Implementation:Ucbepic Docetl ReduceOptimizer
| Knowledge Sources | |
|---|---|
| Domains | Data_Processing, Optimization |
| Last Updated | 2026-02-08 00:00 GMT |
Overview
Concrete tool for optimizing reduce operations through batch sizing, fold prompts, gleaning, decomposition, and merge strategies provided by DocETL.
Description
The ReduceOptimizer class optimizes reduce operations in data processing pipelines. It analyzes operation output quality using synthesized validator prompts, evaluates whether decomposition into sub-reduce operations would be beneficial, determines associativity for parallelization, and generates multiple candidate plans with varying batch sizes and fold prompts. The optimizer supports hierarchical decomposition (splitting a reduce into a sub-group reduce followed by a final reduce, with optional resolve operations for deduplication), gleaning plans for iterative refinement, merge prompts for combining parallel fold outputs, and value sampling configuration. Plan evaluation is done via multi-threaded execution with validation-based scoring.
Usage
Use ReduceOptimizer when a reduce operation produces suboptimal output quality or when the input data exceeds the model context window. It is the primary optimizer for reduce operations in the DocETL pipeline, handling scenarios such as summarizing grouped data, aggregating records by key, or any operation that combines multiple input items into a single output per reduce key.

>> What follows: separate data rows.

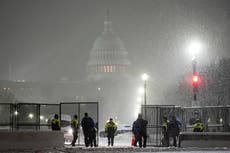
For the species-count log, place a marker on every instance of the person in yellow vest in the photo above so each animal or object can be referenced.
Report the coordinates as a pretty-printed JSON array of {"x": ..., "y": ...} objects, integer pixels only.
[
  {"x": 56, "y": 123},
  {"x": 110, "y": 129},
  {"x": 165, "y": 140},
  {"x": 198, "y": 126},
  {"x": 75, "y": 128}
]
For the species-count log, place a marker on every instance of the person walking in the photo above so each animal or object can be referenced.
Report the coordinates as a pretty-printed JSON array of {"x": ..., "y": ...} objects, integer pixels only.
[
  {"x": 110, "y": 129},
  {"x": 94, "y": 134},
  {"x": 56, "y": 123},
  {"x": 198, "y": 126},
  {"x": 174, "y": 129},
  {"x": 140, "y": 131},
  {"x": 165, "y": 139},
  {"x": 75, "y": 128},
  {"x": 87, "y": 124}
]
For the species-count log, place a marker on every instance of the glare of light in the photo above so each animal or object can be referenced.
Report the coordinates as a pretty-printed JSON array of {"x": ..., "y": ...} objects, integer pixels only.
[
  {"x": 31, "y": 115},
  {"x": 16, "y": 113},
  {"x": 194, "y": 48},
  {"x": 137, "y": 110},
  {"x": 144, "y": 77},
  {"x": 70, "y": 131},
  {"x": 221, "y": 120},
  {"x": 209, "y": 120},
  {"x": 139, "y": 99},
  {"x": 141, "y": 90},
  {"x": 41, "y": 117}
]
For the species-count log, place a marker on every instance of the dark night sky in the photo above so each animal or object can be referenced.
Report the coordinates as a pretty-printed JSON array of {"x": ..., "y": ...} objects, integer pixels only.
[{"x": 43, "y": 39}]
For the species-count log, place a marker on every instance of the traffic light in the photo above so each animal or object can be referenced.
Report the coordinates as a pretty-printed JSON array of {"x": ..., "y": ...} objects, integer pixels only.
[{"x": 195, "y": 81}]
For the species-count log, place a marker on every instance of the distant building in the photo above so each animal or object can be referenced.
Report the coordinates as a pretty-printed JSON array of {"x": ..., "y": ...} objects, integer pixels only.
[{"x": 108, "y": 56}]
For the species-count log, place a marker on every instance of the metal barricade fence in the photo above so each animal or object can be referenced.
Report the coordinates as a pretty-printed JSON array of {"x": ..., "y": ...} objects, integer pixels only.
[
  {"x": 69, "y": 109},
  {"x": 154, "y": 115}
]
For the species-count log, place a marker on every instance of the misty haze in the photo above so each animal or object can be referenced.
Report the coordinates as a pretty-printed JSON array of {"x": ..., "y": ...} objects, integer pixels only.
[{"x": 112, "y": 57}]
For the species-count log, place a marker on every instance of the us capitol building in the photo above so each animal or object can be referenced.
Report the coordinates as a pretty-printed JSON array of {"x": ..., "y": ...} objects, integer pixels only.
[{"x": 108, "y": 81}]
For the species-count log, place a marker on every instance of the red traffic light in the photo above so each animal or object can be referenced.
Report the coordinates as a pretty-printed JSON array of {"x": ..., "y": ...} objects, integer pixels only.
[{"x": 195, "y": 78}]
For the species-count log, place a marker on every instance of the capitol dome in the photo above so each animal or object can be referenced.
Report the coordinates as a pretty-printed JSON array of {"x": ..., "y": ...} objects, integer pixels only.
[{"x": 108, "y": 54}]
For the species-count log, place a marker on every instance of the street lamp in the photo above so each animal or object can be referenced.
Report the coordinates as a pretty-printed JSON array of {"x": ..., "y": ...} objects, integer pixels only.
[
  {"x": 194, "y": 48},
  {"x": 145, "y": 78}
]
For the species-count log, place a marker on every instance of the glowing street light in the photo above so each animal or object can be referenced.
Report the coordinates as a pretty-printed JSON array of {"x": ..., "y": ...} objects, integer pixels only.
[
  {"x": 145, "y": 78},
  {"x": 31, "y": 115},
  {"x": 194, "y": 48},
  {"x": 141, "y": 90}
]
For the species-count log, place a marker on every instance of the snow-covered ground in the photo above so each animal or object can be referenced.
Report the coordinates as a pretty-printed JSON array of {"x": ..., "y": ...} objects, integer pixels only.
[{"x": 122, "y": 144}]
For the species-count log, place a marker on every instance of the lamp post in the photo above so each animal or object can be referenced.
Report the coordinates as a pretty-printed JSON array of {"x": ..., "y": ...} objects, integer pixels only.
[
  {"x": 145, "y": 78},
  {"x": 194, "y": 48}
]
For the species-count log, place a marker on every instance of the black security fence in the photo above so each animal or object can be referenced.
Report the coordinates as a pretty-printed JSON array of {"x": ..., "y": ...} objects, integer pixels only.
[
  {"x": 154, "y": 115},
  {"x": 214, "y": 118},
  {"x": 38, "y": 116},
  {"x": 6, "y": 117},
  {"x": 79, "y": 109}
]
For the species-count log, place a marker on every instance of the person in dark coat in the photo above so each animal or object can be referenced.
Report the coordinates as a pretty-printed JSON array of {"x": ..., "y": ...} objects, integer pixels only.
[
  {"x": 110, "y": 129},
  {"x": 198, "y": 126},
  {"x": 139, "y": 130},
  {"x": 94, "y": 134},
  {"x": 174, "y": 129},
  {"x": 56, "y": 123},
  {"x": 75, "y": 128},
  {"x": 87, "y": 124}
]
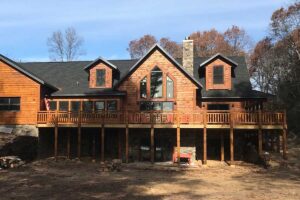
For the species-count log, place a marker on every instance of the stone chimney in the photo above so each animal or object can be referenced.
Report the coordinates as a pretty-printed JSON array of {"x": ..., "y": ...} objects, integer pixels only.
[{"x": 188, "y": 55}]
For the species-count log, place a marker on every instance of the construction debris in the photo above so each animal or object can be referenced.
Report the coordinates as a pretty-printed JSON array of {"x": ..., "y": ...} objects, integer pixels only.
[
  {"x": 10, "y": 162},
  {"x": 114, "y": 165}
]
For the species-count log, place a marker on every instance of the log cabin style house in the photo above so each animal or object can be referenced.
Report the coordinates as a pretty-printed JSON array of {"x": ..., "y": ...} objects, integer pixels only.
[{"x": 157, "y": 108}]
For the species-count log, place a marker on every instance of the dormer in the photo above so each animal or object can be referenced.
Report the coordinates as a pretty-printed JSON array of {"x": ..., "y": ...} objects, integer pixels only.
[
  {"x": 101, "y": 73},
  {"x": 218, "y": 72}
]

It is particularly useful for large datasets where folding (processing in batches) and hierarchical decomposition significantly improve throughput and accuracy.
Code Reference
Source Location
- Repository: Ucbepic_Docetl
- File: docetl/optimizers/reduce_optimizer.py
- Lines: 1-1917
Signature
class ReduceOptimizer:
def __init__(
self,
runner,
run_operation: Callable,
num_fold_prompts: int = 1,
num_samples_in_validation: int = 10,
) -> None: ...
def should_optimize(
self,
op_config: dict[str, Any],
input_data: list[dict[str, Any]],
) -> tuple[str, list[dict[str, Any]], list[dict[str, Any]]]: ...
def optimize(
self,
op_config: dict[str, Any],
input_data: list[dict[str, Any]],
level: int = 1,
) -> tuple[list[dict[str, Any]], list[dict[str, Any]], float]: ...
Import
from docetl.optimizers.reduce_optimizer import ReduceOptimizer
I/O Contract
Inputs
| Name | Type | Required | Description |
|---|---|---|---|
| runner | Runner | Yes | The pipeline runner object providing config, console, optimizer, and threading settings |
| run_operation | Callable | Yes | Function to execute operations on input data |
| num_fold_prompts | int | No | Number of fold prompts to generate for plan variation (default: 1) |
| num_samples_in_validation | int | No | Number of reduce-key groups to use in validation (default: 10) |
| op_config | dict[str, Any] | Yes | The reduce operation configuration including prompt, reduce_key, output schema |
| input_data | list[dict[str, Any]] | Yes | Input data for the reduce operation |
| level | int | No | Current decomposition recursion level (default: 1) |
Outputs
| Name | Type | Description |
|---|---|---|
| optimized_configs | list[dict[str, Any]] | List of optimized operation configurations (may include resolve + multiple reduce operations if decomposed) |
| output_data | list[dict[str, Any]] | Output data from running the optimized operation(s) |
| cost | float | Cost incurred from synthesizing resolve operations during decomposition |
Usage Examples
from docetl.optimizers.reduce_optimizer import ReduceOptimizer
reduce_optimizer = ReduceOptimizer(
runner=pipeline_runner,
run_operation=runner.run_operation,
num_fold_prompts=1,
num_samples_in_validation=10,
)
# Check if optimization is needed
assessment, input_data, original_output = reduce_optimizer.should_optimize(
op_config=reduce_op_config,
input_data=sample_data,
)
if assessment:
print(f"Optimization recommended: {assessment}")
# Run optimization
optimized_configs, output_data, cost = reduce_optimizer.optimize(
op_config=reduce_op_config,
input_data=sample_data,
)
print(f"Optimized into {len(optimized_configs)} operation(s)")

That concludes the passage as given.